E, já que transpareceu na téla, d'elle me occuparei primeiro; mesmo porque o conheço mais de perto: de o ver passar na rua, e de lhe fallar ás vezes.

Conhecel-o não é ser seu amigo; não é seguir-lhe as ideias; não é pôr cobro á imparcialidade.

É pois—necessito que o creias—é sem lisonja, consciencioso, imparcial, que me abalanço a esboçar-lhe aligeirado perfil do retrato litterario, correndo a vista por esses arraiaes agitados e accesos em contendas porfiosas de litteratura.

A carta do sr. Anthero—primeiro grito de alarma—fez mais que mostrar-nos um talento, revelou-nos um caracter. A dignidade das letras—além de ser novo attestado do conceito em que tinhamos seu auctor, veio confirmar as ideias anteriormente expendidas.

Eis o que o sr. Ramalho Ortigão está disposto a não conceder por forma alguma.

Eu conhecia este escriptor portuense por um retrato grosseiro, traçado por alguns malquerentes, de que nunca se livrou o homem mais cauteloso, uma vez que tomou para{5} si a missão de julgar das cousas a seu bel-prazer, com franqueza ou sem ella, sem curar muito em se adequar ao gosto e sabor das multidões. Alguma cousa me dizia, porem, que o retrato tinha seu quê de infiel. E, com effeito, o escripto, que hoje me veio á mão, acabou de me desenganar.

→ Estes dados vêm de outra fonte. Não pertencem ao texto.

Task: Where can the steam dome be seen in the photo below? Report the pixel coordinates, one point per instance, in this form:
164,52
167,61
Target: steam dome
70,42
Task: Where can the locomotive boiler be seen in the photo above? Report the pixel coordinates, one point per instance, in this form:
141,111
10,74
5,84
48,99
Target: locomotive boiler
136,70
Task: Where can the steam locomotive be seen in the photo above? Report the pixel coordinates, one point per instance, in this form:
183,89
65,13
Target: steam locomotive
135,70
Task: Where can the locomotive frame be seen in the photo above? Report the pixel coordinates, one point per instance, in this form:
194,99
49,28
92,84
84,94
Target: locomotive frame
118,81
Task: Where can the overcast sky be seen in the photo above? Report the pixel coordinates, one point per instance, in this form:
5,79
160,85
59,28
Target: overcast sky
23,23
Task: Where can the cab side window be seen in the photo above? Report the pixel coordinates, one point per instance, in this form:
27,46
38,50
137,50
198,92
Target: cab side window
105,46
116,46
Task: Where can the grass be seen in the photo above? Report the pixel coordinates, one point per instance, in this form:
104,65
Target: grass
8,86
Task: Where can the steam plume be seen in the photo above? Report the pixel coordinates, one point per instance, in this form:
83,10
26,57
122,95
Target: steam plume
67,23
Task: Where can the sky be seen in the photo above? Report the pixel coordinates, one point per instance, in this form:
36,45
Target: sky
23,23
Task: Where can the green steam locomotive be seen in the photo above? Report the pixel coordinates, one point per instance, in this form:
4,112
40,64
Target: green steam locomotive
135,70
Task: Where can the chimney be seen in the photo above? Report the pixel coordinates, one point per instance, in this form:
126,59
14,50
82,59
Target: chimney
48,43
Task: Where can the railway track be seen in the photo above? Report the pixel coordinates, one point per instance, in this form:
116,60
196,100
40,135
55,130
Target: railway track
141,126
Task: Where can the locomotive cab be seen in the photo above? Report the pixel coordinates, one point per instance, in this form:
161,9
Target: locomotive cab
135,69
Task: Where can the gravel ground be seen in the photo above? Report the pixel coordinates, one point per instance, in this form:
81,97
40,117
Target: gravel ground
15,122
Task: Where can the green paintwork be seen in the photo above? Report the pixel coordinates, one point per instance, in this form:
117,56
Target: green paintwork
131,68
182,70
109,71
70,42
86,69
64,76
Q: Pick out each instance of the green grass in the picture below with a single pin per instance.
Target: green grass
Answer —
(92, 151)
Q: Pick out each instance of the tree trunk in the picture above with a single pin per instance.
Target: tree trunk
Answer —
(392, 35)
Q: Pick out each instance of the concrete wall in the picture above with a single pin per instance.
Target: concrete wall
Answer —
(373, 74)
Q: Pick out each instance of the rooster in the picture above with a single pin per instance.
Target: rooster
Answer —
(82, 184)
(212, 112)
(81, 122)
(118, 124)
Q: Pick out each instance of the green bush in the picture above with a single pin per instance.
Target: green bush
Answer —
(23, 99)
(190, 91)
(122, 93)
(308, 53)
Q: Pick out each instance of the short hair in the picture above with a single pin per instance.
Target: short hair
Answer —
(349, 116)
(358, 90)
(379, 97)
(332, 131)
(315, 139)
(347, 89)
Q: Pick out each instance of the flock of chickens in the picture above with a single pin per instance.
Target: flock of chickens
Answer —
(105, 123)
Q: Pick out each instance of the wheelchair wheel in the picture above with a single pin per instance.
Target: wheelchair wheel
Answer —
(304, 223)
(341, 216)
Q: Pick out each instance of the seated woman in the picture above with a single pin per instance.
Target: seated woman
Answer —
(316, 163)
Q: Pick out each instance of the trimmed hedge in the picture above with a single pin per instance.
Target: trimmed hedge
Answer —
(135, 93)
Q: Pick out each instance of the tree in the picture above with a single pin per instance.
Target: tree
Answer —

O pequeno folheto do sr. Ortigão, pequenissimo para o grande titulo, que o decora, porque se chama—Literatura d'hoje, é um como espelho em que se não perde, me parece, uma feição do auctor. Elle mesmo mostra desejal-o, porque dá relevo, com frequencia e não sem calculo, á sua individualidade, como se lhe pesasse deixal-a nas sombras do quadro. É o homem das cidades, que se vae sentar, com o seu charuto, em frente do confortativo fogão com a paxorra de um sybarita, ancho como um professor, que legisla do cimo da sua poltrona o despotismo da palmatoria, terror dos meninos, que não sabem a lição. Na linguagem é, a meu ver, perfeito. Não cede livre curso á imaginação para não atropellar o bom-senso; nem, tão pouco, rebaixa a dignidade de escriptor á grosseria de termos plebeus. Suas ironias e sarcasmos são, por assim dizer, aristocraticamente petulantes e azedos. A palavra apparece rigorosa, e sem esforço, á evocação da ideia suggerida. E não é facil entrever-lhe brecha por onde possa infiltrar-se algum travor do ridiculo. Todavia fica a gente desconsolada por ver manchado todo esse asseiado composto na sordida pobreza de verdade.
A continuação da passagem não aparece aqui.